PCIe 5.0 support would allow Intel to leapfrog rival AMD. While AMD was first to PCIe 4.0, the company isn’t expected to support PCIe 5.0 until 2022. PCIe 5.0 delivers some added benefits over PCIe 4.0, like double the bandwidth throughput for faster data transfers.
While PCI 5.0 and DDR5 memory will be supported on the new chipset, Intel’s leaked presentation deck revealed that Alder Lake will be backward compatible with older technologies, like PCIe 4 and 3 along with DDR4 memory.
And in addition to moving to a smaller 10nm SuperFin manufacturing process from the older 14nm process, the most significant change to Alder Lake will be Intel’s use of a heterogeneous architecture. Like the mobile processors designed by ARM, Intel has put its pedal to the silicon, and the upcoming Alder Lake chipset could get a boost of 20% in single-thread and 2x the performance in multi-thread tasks. Intel will, for the first time on a desktop, support a combination of high performance and high efficiency cores.
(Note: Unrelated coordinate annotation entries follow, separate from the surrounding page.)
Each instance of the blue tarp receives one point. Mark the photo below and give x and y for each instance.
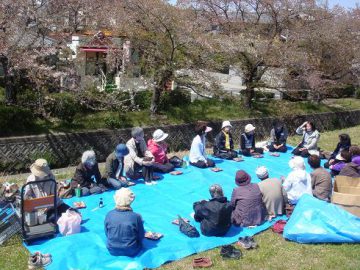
(158, 205)
(316, 221)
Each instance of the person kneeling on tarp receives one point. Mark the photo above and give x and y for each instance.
(115, 167)
(246, 200)
(247, 142)
(139, 157)
(197, 154)
(40, 171)
(87, 175)
(124, 229)
(278, 137)
(272, 192)
(214, 215)
(158, 148)
(310, 138)
(224, 145)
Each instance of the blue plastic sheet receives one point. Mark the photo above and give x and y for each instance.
(316, 221)
(158, 205)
According to the leaked slides obtained by Videocardz, this architecture will allow the company to extend single-thread performance by as much as 20% thanks to the use of the Golden Cove cores. It’s unclear if the company is comparing the performance of Alder Lake to 11th-Gen Tiger Lake or Rocket Lake. Alder Lake is expected to combine eight Golden Cove cores for high performance computing alongside more energy efficient Gracemont cores.
For multi-thread performance, Intel is crediting its Gracemont cores for delivering up to twice the performance. Again, we don’t know the baseline for Intel’s performance comparison here, but the chipset looks promising.
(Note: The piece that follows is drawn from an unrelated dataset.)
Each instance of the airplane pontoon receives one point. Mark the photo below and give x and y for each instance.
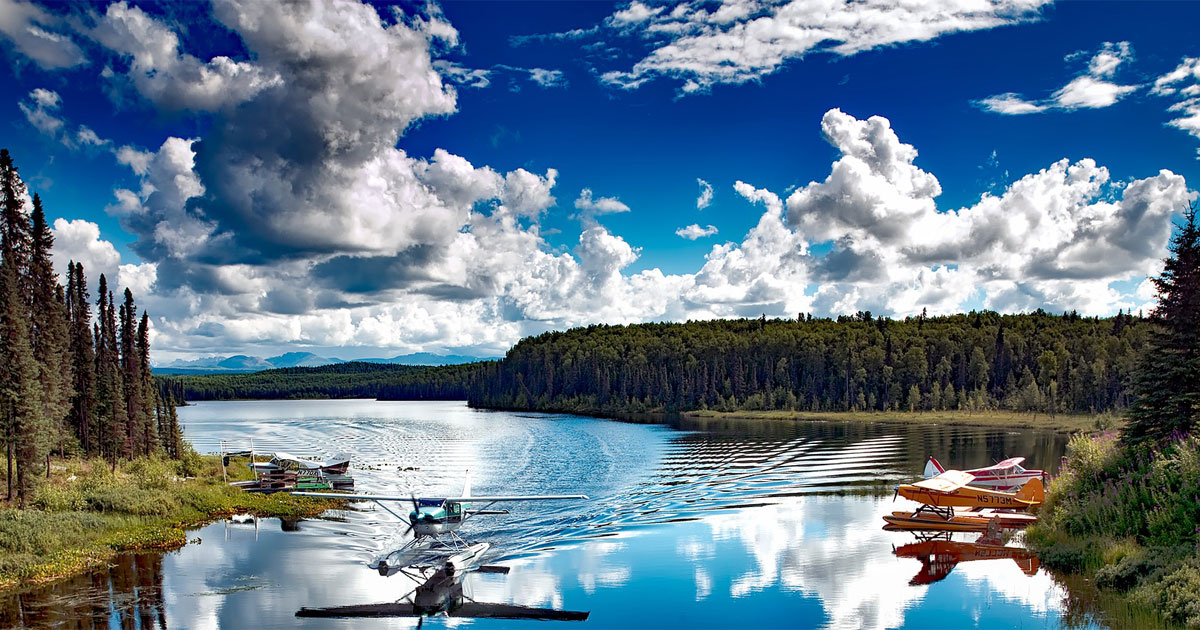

In a separate slide, Intel showed that Alder Lake will use a new LGA1700 socket, and Intel’s 600 series motherboard — like the upcoming Z690 — will be required for upgraders. This means that older boards likely won’t be compatible with Alder Lake.
Intel’s Alder Lake processor will not only have to compete against rival AMD’s upcoming Zen 4 microarchitecture, but the chipset will also be compared to Apple’s ARM-based silicon. Apple has to date released its Arm-based M1 processor on the Mac Mini, MacBook Air, and MacBook Pro, and the chipset has been warmly received by fans for its strong performance and long battery life on mobile. Apple is expected to release a successor to the M1 that could go inside the long-rumored redesigned iMac and Mac Pro desktops.
If you’re waiting to see how Alder Lake stacks up, industry insiders speculate that Intel’s next-gen CPU will debut in the second half of the year. Likely, Intel will release its mobile part first, and the desktop variant of Alder Lake will debut after Intel debuts Alder Lake for laptops. Hopefully, by then, the global semiconductor shortage will have resolved itself.